Though, frankly, in this meaning I'd typically expect отказывает у +Gen.


----------



## GCRaistlin

Maroseika said:


> in this meaning I'd typically expect отказывает у +Gen.


Тут по аналогии с _Ему отказал здравый смысл._


----------



## pimlicodude

Awwal12 said:


> Basically, yes, with that "class condemnation" implied as a habitual attitude of him (sounds a bit clumsy but quite understandable).
> Though, frankly, in this meaning I'd typically expect отказывает у +Gen.
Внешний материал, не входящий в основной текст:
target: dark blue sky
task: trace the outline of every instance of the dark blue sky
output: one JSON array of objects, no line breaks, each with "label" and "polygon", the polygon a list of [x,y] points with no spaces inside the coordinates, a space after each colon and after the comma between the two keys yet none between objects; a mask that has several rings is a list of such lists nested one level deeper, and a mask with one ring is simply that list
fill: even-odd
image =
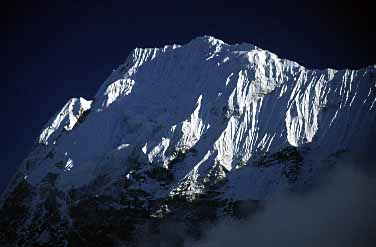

Yes, that's what I was thinking, as I found on Context Reverso _У него отказывает сердце._


----------



## nizzebro

With the dative case, it would be more consistent when used towards senses as "чувство/личный принцип классового осуждения", by analogy with "ему отказало его пролетарское чутьё", "на этот раз его блестящая интуиция ему отказала" - but I'm not sure if this was exactly the author's idea, because "condemnation", taken alone, is rather a practice and not a sense.


----------



## Rosett

Parsing the phrase: ему отказывает классовое чутьё и он одобряет вместо осуждения.


----------



## Vovan

pimlicodude said:


> _но тут нашему коммунистическому летописцу отказывает классовое осуждение и он – одобряет_


I guess the closest analogy to that would be "У меня в таких ситуациях отказывает чувство юмора" (=чувство юмора не "срабатывает", т.е. не "включается").



pimlicodude said:


> I know отказывать means "to stop working", but then I'm not familiar with that meaning when coupled with a dative.
> машина отказала (мне???)?


An addition like that (rather hard to define syntactically) is optional, but it still must be evident from context.
_Двигатель отказал. Система автоматики отказала. (Possibly with "у кого-то; у (его) автомобиля".)_​_Сердце отказало. Почки отказали. (Typically with "у кого-то".)_​_Здравый смысл отказал. Интуиция отказала. Чутье отказало. (Typically with "у кого-то" or "кому-то".)_​​​


nizzebro said:


> "condemnation", taken alone, is rather a practice and not a sense.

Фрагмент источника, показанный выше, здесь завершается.